Countryside and Rights of Way Act 2000
2000 CHAPTER 37
Introduction
Part I: Access to the Countryside
Commentary on sections
Sections 12 to 14: Rights and liabilities of owners and occupiers
28.Section 12 provides that the right of access does not increase the liability of a person interested in the land in respect of the state of the land or things done on it. It also provides that persons interested in the land will not be liable for the breach of any covenant restricting the use of the land, and that the statutory right takes precedence over the covenant.
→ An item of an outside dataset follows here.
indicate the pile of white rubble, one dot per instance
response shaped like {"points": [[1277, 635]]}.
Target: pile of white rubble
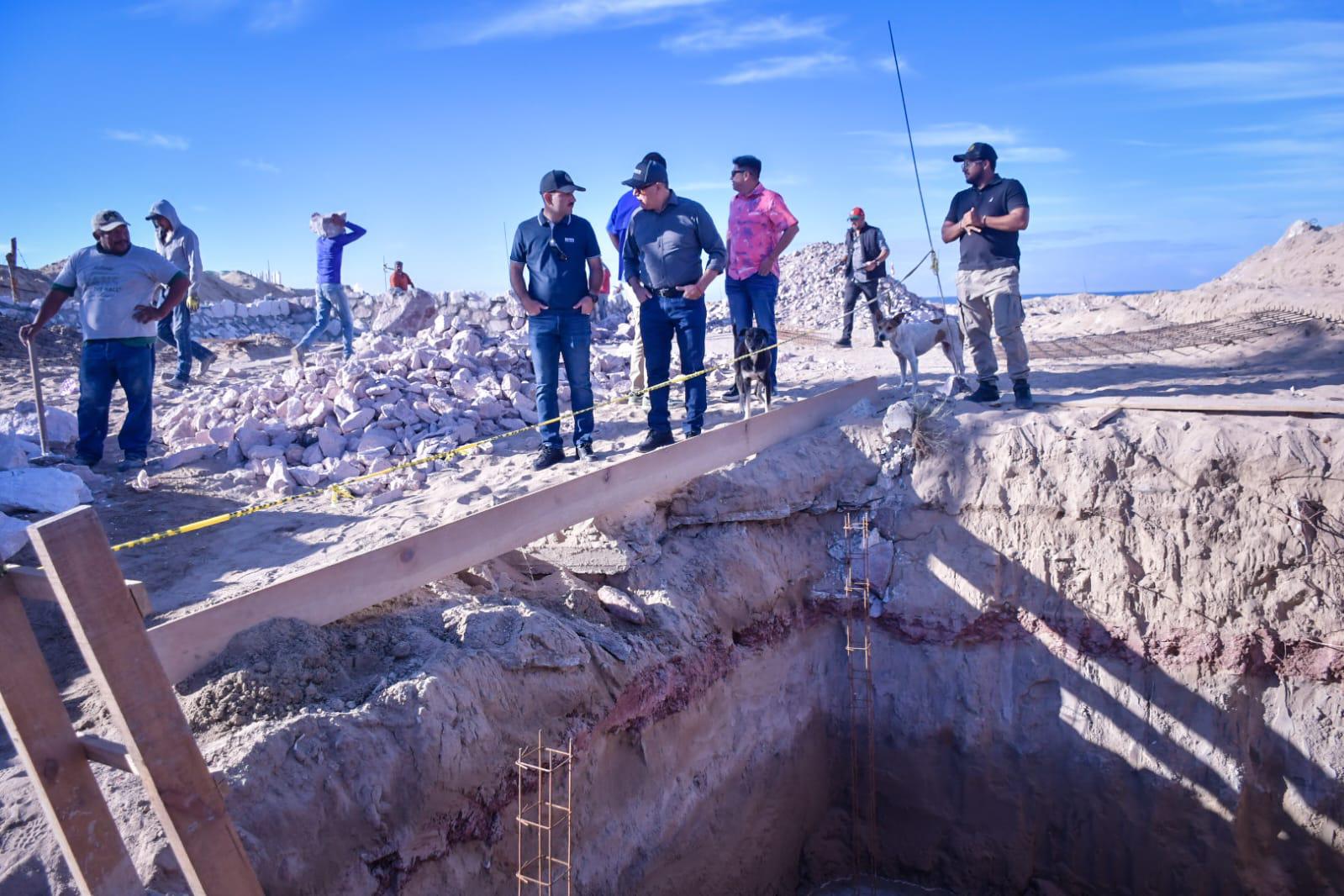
{"points": [[38, 489], [394, 401]]}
Under subsections (3) and (4), use of any path or area of land in exercise of the right of access cannot support a claim for the existence of a right of way or of a town or village green.
29.Section 13 amends the Occupiers’ Liability Act 1957 so as to reduce the liability of occupiers of land owed to those exercising the right of access to the same level which would be owed to trespassers, but further provides (by amending the Occupiers’ Liability Act 1984) that, at any time when the right is exercisable, occupiers of access land will owe no liability to those exercising the right of access, nor to trespassers, in respect of risks arising from: natural features of the landscape; any river, stream, ditch or pond; and the passage of any person across a wall, fence or gate (except by proper use of a gate or stile). “Natural features” are defined so as to include any plant, shrub or tree. Liability is not excluded in any of these circumstances if the risk arises from anything done intentionally or recklessly by the occupier. Subsection (3) provides that the courts, in determining whether any liability is owed to non-visitors on access land, must have regard to certain additional considerations.
30.Section 14 introduces a new offence of displaying a notice containing false or misleading information on or near access land (or a way leading to it) likely to deter the exercise of the statutory right. The offence is similar to an existing offence relating to rights of way (section 57 of the National Parks and Access to the Countryside Act 1949). The offence would apply, for example, to notices forbidding access to access land, or purporting to indicate that access land is closed when it is not, and would attract a fine on conviction of up to level 1 on the standard scale (currently £200). The courts may order that an offender should remove the notice, and a further offence — attracting a penalty of level 3 (currently £1,000) on the standard scale — is committed if the offender does not comply with the order.